Job Dekker has been pioneering 3-D mapping technology since 2002.
Maps help us arrive at our destination quickly and safety, navigating us away from dead-ends and potential risks. But these guides—whether folded-up under our car seats or programmed into our dashboard GPS systems—actually tell us little about the 3-D world. But if those maps are supplemented with snapshots and 3-D architectural models, a clearer picture begins to emerge. The same is true for the human genome.
Ten years after researchers published the first full sequence of the human genome, we still know relatively little about its structure and biology within the cell. Sequencing produces a linear representation of ordered base pairs, but our genomes regulate gene expression in three dimensions.
Genome structure, which plays a significant role in gene expression, factors into a host of human diseases. Dysfunctional genomic expression can lead to disorders such as asthma, diabetes, mental retardation, heart disease, and cancers. Some of these disorders may be caused by dysregulated regulatory genes that could prevent proper functioning of a gene or promote expression of a mutated gene. Techniques to map the topology of the interactome will allow researchers to analyze cell populations and predict events such as disease onset.
“There are things that are far apart in a linear chromosome that like to be in the same 3-D neighborhood,” says Job Dekker, associate professor at University of Massachusetts Medical School. Without tools to understand how and where these gene neighborhoods are constructed, many questions about disease and development remain unanswered.
To find new answers about genome structure and biology, Dekker developed a technique to study the interaction of two loci in 3-D. Now, he and others are busy upgrading the method to take a more comprehensive look at these gene neighborhoods to see how they interact with one another. This information will provide a deeper understanding of gene expression and how it is affected in chromosome-related diseases.
Caught in a genomic web
In 2002, Dekker was thinking about long-distance relationships. He was a post-doctorial fellow in Nancy Kleckner’s lab in the Department of Molecular and Cellular Biology at Harvard University, and had become smitten with studies demonstrating that genes are regulated by functional elements located far away on the chromosome. Some research even found that genes could be regulated by elements on another chromosome altogether. Dekker wanted to know how these long-distance relationships worked.

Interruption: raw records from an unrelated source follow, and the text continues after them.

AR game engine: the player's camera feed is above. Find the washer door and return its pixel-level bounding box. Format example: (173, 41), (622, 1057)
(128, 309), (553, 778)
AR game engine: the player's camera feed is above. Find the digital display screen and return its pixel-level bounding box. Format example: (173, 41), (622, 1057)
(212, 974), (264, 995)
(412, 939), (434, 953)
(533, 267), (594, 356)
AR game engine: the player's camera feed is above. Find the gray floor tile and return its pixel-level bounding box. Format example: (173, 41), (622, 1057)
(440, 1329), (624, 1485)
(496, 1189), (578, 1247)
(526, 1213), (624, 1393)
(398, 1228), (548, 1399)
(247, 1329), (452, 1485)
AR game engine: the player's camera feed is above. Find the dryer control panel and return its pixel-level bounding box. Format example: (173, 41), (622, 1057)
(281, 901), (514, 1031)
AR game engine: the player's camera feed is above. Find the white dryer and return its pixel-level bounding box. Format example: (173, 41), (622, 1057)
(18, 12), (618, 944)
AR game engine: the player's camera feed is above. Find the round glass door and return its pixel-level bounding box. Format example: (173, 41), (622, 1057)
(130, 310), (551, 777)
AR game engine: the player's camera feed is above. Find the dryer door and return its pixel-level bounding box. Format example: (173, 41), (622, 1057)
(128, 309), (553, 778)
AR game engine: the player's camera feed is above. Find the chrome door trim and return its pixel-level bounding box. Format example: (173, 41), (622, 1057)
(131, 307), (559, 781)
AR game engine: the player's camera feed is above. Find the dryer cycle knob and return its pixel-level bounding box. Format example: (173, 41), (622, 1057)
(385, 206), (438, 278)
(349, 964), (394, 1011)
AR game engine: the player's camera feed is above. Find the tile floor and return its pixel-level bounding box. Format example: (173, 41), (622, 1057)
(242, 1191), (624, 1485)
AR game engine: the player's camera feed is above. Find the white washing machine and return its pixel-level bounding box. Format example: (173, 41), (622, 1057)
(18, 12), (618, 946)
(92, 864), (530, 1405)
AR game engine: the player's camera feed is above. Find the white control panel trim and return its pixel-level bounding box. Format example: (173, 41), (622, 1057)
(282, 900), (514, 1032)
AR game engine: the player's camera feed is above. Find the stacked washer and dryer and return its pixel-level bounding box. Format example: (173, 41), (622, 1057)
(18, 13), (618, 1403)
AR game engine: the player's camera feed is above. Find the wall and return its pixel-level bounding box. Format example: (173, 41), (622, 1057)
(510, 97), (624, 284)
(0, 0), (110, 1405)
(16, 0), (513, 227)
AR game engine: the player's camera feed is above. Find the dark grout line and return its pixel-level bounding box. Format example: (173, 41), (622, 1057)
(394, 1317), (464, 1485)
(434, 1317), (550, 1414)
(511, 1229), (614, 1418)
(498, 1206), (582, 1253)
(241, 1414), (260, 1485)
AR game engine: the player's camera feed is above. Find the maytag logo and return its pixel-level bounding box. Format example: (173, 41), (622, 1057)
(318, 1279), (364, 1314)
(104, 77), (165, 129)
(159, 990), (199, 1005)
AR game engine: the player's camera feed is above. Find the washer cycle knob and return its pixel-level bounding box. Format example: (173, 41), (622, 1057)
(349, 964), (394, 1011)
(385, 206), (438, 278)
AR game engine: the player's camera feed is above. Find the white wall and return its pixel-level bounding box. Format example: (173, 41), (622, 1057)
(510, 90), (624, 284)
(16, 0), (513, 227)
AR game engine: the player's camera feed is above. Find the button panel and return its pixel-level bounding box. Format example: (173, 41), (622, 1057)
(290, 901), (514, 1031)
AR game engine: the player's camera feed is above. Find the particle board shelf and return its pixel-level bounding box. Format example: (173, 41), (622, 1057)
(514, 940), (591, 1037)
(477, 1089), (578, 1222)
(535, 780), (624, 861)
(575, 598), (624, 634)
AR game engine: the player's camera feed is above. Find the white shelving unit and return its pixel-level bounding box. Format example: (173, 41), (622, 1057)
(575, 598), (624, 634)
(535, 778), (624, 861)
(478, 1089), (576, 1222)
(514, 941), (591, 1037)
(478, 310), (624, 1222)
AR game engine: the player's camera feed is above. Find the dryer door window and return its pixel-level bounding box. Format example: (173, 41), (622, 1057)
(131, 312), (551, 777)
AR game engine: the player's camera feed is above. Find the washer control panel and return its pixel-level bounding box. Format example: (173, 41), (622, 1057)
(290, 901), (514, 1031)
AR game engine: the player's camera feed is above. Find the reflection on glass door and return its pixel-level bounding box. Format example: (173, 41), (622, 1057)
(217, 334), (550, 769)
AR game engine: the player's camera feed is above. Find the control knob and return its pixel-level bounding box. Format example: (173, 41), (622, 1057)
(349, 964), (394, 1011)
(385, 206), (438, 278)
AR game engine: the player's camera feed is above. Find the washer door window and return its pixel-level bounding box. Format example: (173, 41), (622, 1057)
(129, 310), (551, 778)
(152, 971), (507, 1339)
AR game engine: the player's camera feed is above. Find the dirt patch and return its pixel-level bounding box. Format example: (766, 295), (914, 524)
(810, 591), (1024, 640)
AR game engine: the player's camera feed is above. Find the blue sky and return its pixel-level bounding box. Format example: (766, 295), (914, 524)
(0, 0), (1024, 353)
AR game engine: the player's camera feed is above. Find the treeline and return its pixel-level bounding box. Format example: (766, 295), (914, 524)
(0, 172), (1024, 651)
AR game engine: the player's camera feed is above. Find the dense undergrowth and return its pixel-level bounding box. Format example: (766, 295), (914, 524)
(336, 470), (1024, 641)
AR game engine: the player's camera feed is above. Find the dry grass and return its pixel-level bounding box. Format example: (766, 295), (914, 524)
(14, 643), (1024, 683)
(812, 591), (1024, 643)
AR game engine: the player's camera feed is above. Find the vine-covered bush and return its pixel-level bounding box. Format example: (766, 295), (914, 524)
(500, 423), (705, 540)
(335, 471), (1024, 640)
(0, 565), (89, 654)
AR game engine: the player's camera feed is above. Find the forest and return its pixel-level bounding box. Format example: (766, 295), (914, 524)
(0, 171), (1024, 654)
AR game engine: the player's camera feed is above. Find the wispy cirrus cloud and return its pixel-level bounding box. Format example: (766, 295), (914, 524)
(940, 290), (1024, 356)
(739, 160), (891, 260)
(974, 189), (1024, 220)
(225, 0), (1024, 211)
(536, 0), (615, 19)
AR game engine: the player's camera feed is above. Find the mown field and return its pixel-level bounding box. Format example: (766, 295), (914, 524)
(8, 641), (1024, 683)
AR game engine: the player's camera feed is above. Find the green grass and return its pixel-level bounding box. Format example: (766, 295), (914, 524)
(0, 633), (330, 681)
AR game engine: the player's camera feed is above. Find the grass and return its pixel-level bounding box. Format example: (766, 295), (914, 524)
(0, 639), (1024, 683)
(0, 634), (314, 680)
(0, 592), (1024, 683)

To find out, Dekker needed to know how these elements interacted in the nucleus, not just in the sequence of A, G, C, and T. Instead of extracting and unwinding the DNA for sequencing experiments, Dekker needed a way to hold together two interacting DNA loci from the genome to understand their spatial orientation. “I thought if I can just glue together things that are touching each other and then figure out which two parts are glued together, I can discover which pieces of DNA are important for contact,” recalls Dekker.
Formaldehyde was the answer. When Dekker introduced formaldehyde to the cell nucleus, the DNA strands stuck to each other. It was like capturing the genome in “Spider-Man’s web,” says Erez Lieberman-Aiden, one of Dekker’s collaborators. Restriction enzymes specific to the two targeted loci then digested the chromatin, leaving only the formaldehyde-glued fragments to be ligated. Dekker’s team then used PCR to analyze these ligated DNA fragment pairs to understand the interactions of these two known loci.
Dekker published the method—called chromatin conformation capture (3C)—in Science later that year (1). In that paper, Dekker and colleagues used 3C in the yeast Saccharomyces cerevisiae to confirm known features of the nucleus and track changes in the genome structure during cell division. For the first time, researchers had access to a technique that provided them with spatial information about how the genome is organized in the nucleus in 3-D. The paper has been cited more than 400 times, and has provided scientists with a snapshot of how elements at distant locations within the genomic sequence influence each other. It’s because these interacting elements are actually neighbors in the 3-D genome structure.
But the technique does have limitations. For example, to study the interaction between two loci using 3C, researchers need to know the sequence of both sites of interest. It is impossible to investigate how a particular gene interacts with unknown parts of the genome. To address this, Dekker’s team—as well as other researchers—have worked to expand and adapt the original method.
Rolf Ohlsson, professor at the Karolinska Institute’s Department of Microbiology, Tumor, and Cell Biology, developed circular chromosome conformation capture (4C) in 2006. In the 4C approach, the known DNA fragment is first crosslinked to its unknown interaction partners in the genome. Then, the ends of the known DNA fragment are ligated to the ends of the unknown fragment it is crosslinked to. Upon reversal of the crosslinking, this forms a circular piece of DNA. The unknown fragment of this circular DNA can then be PCR-amplified using nested primers located in the surrounding known DNA fragment, and sequenced (2).
Meanwhile, Dekker was working on a high-throughput 3C method—called carbon-copy chromosome conformation capture (5C)—to observe the interactions of multiple loci at a single site. The approach detects multiple interactions with microarray or deep sequencing using multiplex ligation-mediated amplification. 5C enabled the analysis of interactions along the same chromosome and between chromosomes (3).
“Which method you use depends very much on what you’re studying,” says Dekker.
But while researchers could use 3C-related techniques to study particular interactions between neighboring chromatin fibers at high resolutions on the kilobase scale, the field was still missing a technique to study genome-wide interactions.
Looking at the big picture
In 2008, Lieberman-Aiden heard a researcher talk about the several months of work it took to prove that one particular sequence was proximal to another sequence in the 3-D genome structure. There has to be a better way, thought Lieberman-Aiden, who was at the time a candidate in a joint Harvard University–Massachusetts Institute of Technology Ph.D. program in applied mathematics and bioengineering.
“I didn’t know if there was anything to do in this area because folks were already doing high-throughput sequencing, he says, “but it still felt like there could be further improvement.”
So Lieberman-Aiden set out to create a technique to capture large sections of the human genome in 3-D, under the guidance of Dekker and MIT professor of biology Eric Lander. He spent months tinkering with 3C. Much of the process remained the same: the genome was still glued together with formaldehyde, restriction enzymes still digested the chromatin, and the DNA was still ligated.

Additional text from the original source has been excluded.